Discurso no Senado Federal

ASPECTOS CONTROVERTIDOS DO PROCESSO DE PRIVATIZAÇÃO DA FLUMITRENS.

Autor
Benedita da Silva (PT - Partido dos Trabalhadores/RJ)
Nome completo: Benedita Souza da Silva Sampaio
Casa
Senado Federal
Tipo
Discurso
Resumo por assunto
PRIVATIZAÇÃO.:
  • ASPECTOS CONTROVERTIDOS DO PROCESSO DE PRIVATIZAÇÃO DA FLUMITRENS.
Publicação
Publicação no DSF de 25/06/1998 - Página 11054
Assunto
Outros > PRIVATIZAÇÃO.
Indexação
  • ANALISE, CRITICA, PROCESSO, PRIVATIZAÇÃO, EMPRESA ESTATAL, TREM, ZONA URBANA, MUNICIPIO, NITEROI (RJ), ESTADO DO RIO DE JANEIRO (RJ), CONCESSÃO, EXCESSO, BENEFICIO, VANTAGENS, ADQUIRENTE, PREJUIZO, ARRECADAÇÃO, IMPOSTO DE CIRCULAÇÃO DE MERCADORIAS (ICM), AMBITO ESTADUAL, SOCIEDADE, PAIS, FUNCIONARIO PUBLICO, EMPRESA.
  • APRESENTAÇÃO, REQUERIMENTO DE INFORMAÇÕES, BANCO CENTRAL DO BRASIL (BACEN), SOLICITAÇÃO, ESCLARECIMENTOS, RECEBIMENTO, RECURSOS ECONOMICOS, RESULTADO, CONCESSÃO, EMPRESTIMO, BANCO INTERNACIONAL DE RECONSTRUÇÃO E DESENVOLVIMENTO (BIRD), TRANSFERENCIA, CONCESSIONARIA, EMPRESA, TREM, ZONA URBANA, ESTADO DO RIO DE JANEIRO (RJ).
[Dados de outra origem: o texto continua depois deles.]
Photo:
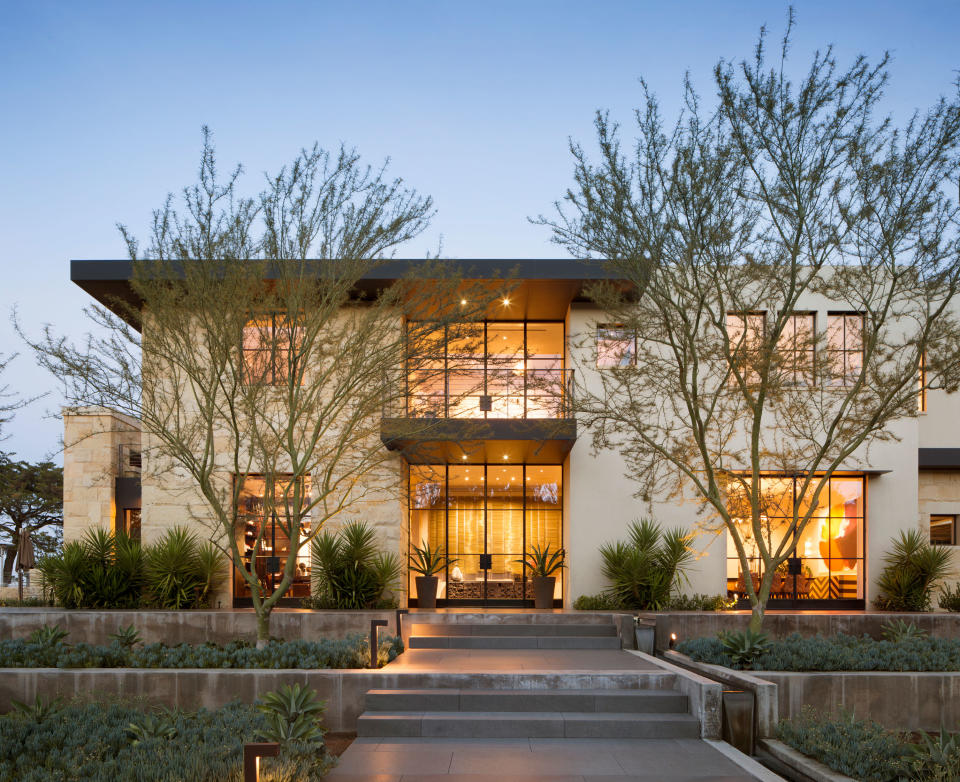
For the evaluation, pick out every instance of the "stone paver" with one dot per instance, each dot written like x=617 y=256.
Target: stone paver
x=513 y=660
x=535 y=760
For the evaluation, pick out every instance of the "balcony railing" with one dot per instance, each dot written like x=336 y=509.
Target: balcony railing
x=486 y=393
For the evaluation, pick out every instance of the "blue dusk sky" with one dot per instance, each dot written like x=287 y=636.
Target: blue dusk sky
x=474 y=102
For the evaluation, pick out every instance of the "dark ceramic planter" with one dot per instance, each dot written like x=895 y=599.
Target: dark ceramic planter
x=543 y=587
x=426 y=591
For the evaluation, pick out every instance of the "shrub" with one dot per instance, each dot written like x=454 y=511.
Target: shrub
x=645 y=570
x=116 y=742
x=110 y=570
x=950 y=600
x=601 y=602
x=837 y=653
x=744 y=647
x=353 y=652
x=858 y=748
x=350 y=572
x=911 y=570
x=698 y=602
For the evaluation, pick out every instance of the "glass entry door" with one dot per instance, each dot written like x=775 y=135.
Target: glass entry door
x=486 y=517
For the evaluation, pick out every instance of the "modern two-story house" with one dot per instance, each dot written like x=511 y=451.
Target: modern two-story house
x=504 y=466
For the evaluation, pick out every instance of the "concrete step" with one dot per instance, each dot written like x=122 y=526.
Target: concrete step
x=583 y=700
x=512 y=642
x=513 y=630
x=519 y=724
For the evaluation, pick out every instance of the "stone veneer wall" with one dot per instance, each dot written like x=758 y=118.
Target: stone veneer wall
x=939 y=492
x=92 y=438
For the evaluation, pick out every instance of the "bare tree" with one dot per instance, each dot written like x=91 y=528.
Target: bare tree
x=247 y=357
x=725 y=227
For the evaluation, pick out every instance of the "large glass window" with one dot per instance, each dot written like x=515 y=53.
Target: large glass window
x=795 y=349
x=262 y=534
x=616 y=346
x=479 y=511
x=495 y=369
x=845 y=346
x=269 y=349
x=830 y=549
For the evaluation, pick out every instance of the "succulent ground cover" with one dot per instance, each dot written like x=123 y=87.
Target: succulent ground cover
x=127 y=742
x=867 y=751
x=50 y=651
x=835 y=653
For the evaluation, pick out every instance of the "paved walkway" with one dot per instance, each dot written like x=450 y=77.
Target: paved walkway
x=540 y=760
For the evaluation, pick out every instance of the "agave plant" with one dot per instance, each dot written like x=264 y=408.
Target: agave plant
x=645 y=570
x=293 y=714
x=126 y=636
x=428 y=561
x=897 y=631
x=47 y=635
x=744 y=647
x=911 y=570
x=541 y=562
x=350 y=572
x=160 y=725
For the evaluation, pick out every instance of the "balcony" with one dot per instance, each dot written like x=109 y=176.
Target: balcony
x=510 y=414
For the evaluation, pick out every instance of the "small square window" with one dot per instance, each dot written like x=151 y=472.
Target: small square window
x=943 y=529
x=616 y=346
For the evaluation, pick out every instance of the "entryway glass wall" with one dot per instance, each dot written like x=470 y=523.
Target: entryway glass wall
x=486 y=516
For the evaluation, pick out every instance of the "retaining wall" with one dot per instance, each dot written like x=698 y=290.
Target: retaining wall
x=697 y=624
x=194 y=627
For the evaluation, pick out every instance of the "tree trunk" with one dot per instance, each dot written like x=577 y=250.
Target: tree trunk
x=263 y=626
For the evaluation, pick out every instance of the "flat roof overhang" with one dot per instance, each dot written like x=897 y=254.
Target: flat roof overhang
x=459 y=441
x=938 y=458
x=539 y=288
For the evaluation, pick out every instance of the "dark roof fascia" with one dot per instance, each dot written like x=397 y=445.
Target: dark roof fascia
x=938 y=458
x=573 y=269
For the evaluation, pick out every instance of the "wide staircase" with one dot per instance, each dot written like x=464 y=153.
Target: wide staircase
x=577 y=704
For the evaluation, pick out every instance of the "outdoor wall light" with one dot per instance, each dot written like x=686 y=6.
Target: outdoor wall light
x=251 y=758
x=375 y=625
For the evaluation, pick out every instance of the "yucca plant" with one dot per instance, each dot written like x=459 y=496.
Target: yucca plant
x=911 y=570
x=541 y=562
x=180 y=571
x=350 y=571
x=644 y=570
x=293 y=714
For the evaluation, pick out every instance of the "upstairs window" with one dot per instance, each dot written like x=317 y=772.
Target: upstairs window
x=943 y=529
x=845 y=346
x=795 y=348
x=616 y=346
x=269 y=349
x=745 y=331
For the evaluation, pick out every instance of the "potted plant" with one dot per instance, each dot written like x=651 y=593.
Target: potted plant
x=543 y=564
x=428 y=562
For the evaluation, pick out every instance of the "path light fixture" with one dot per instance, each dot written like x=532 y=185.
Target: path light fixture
x=251 y=758
x=375 y=625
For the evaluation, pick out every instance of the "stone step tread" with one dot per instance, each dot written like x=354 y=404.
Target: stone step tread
x=527 y=724
x=444 y=629
x=518 y=700
x=512 y=642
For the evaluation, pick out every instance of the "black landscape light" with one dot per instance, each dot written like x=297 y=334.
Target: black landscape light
x=251 y=758
x=375 y=625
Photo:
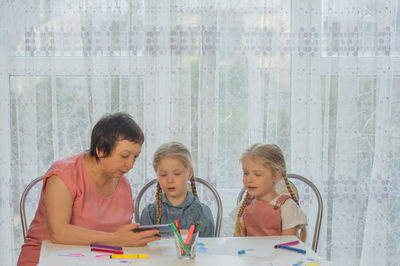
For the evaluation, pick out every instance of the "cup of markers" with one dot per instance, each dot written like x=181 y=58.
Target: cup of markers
x=186 y=249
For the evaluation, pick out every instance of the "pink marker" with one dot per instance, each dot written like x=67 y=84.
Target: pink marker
x=288 y=244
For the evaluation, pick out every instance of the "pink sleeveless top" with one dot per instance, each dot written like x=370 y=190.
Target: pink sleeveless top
x=263 y=219
x=89 y=210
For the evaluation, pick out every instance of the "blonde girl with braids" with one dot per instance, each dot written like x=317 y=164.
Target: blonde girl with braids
x=173 y=165
x=265 y=212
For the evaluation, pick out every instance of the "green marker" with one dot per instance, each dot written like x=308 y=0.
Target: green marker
x=180 y=238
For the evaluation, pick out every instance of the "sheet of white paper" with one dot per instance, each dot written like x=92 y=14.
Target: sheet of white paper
x=253 y=247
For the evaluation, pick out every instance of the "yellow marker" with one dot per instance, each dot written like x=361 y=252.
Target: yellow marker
x=128 y=256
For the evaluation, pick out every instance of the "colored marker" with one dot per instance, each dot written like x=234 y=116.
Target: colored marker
x=129 y=256
x=190 y=234
x=105 y=246
x=106 y=250
x=293 y=249
x=178 y=235
x=288 y=244
x=177 y=225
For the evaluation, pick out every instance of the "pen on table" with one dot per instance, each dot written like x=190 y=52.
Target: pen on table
x=287 y=244
x=107 y=250
x=293 y=249
x=129 y=256
x=178 y=235
x=105 y=246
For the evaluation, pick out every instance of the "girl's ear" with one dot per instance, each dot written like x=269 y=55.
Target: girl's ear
x=277 y=176
x=99 y=153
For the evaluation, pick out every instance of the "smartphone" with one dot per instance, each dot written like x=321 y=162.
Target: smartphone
x=165 y=230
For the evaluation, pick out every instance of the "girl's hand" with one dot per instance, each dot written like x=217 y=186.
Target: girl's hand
x=125 y=236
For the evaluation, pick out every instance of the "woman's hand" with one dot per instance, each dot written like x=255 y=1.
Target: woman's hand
x=125 y=236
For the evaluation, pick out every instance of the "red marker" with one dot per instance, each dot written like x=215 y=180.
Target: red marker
x=177 y=225
x=190 y=234
x=106 y=250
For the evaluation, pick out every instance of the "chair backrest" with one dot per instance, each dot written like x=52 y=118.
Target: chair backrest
x=22 y=204
x=319 y=200
x=198 y=180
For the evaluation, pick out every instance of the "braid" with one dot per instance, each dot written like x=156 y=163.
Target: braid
x=240 y=228
x=158 y=203
x=289 y=187
x=193 y=185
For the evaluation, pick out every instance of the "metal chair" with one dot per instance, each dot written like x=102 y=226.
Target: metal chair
x=198 y=180
x=319 y=199
x=22 y=204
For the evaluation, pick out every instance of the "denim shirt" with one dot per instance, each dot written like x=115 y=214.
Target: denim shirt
x=188 y=212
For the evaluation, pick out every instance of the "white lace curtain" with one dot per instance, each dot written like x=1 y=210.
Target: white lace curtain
x=319 y=78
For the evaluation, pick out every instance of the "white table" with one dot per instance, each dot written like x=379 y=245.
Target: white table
x=211 y=251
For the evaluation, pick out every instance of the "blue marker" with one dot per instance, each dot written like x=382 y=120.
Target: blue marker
x=293 y=249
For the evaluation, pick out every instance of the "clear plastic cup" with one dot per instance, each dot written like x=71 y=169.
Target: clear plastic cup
x=192 y=247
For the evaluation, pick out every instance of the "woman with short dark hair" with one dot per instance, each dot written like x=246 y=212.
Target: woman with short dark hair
x=86 y=198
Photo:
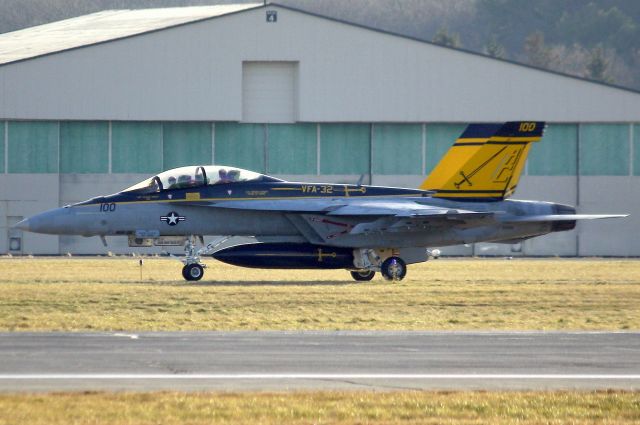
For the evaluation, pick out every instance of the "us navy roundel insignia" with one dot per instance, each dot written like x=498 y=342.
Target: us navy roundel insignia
x=172 y=218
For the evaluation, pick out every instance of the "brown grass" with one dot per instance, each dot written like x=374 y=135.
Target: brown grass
x=410 y=407
x=106 y=294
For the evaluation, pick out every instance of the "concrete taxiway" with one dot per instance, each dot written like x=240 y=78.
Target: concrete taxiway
x=318 y=360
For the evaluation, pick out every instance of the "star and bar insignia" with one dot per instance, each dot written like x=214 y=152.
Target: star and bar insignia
x=172 y=218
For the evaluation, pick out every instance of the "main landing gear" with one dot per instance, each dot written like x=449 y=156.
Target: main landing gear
x=393 y=269
x=193 y=269
x=363 y=275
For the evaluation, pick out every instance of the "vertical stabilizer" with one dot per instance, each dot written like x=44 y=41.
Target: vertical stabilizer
x=485 y=162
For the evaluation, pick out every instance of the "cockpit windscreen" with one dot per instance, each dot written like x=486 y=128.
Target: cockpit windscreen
x=196 y=176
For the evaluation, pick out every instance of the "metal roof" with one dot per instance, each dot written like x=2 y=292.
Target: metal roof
x=101 y=27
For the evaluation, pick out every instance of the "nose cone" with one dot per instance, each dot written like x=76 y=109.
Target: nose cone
x=23 y=225
x=57 y=222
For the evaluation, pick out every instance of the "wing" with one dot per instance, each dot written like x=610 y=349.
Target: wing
x=407 y=207
x=328 y=221
x=561 y=217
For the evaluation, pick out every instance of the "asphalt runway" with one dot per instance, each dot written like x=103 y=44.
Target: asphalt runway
x=237 y=361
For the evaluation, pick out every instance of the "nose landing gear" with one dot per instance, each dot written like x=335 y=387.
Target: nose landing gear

A SRª BENEDITA DA SILVA (Bloco/PT-RJ. Pronuncia o seguinte discurso. Sem revisão da oradora.) - Sr. Presidente, Srªs. e Srs. Senadores, privatização tem sido um tema de certa controvérsia e nós do Partido dos Trabalhadores temos sido solicitados a dar explicações ou justificativas sobre nossas posições. Compreendemos a necessidade de chamar o povo brasileiro a uma reflexão, não deixando que sirva apenas como peça publicitária num momento eleitoral. Há uma pseudopolarização entre os que querem o progresso e com ele a privatização e os que querem realmente preservar o que não deu certo.

Imbuída desse sentimento, quero fazer um pronunciamento relatando algumas experiências que já foram feitas e outras que ainda virão. Espero fazê-lo em série.

Hoje, por exemplo, estou trazendo uma questão relacionada com a Flumitrens.

“Negócio da China” está sendo oferecido pelo Estado do Rio de Janeiro, aberto a quem queira participar. É o leilão de concessão de exploração dos serviços públicos da Flumitrens (Companhia Fluminense de Trens Urbanos), marcado para o próximo dia 15 de julho. Essa concessão vem recheada de presentes e interessantes brindes para quem for o vencedor do leilão.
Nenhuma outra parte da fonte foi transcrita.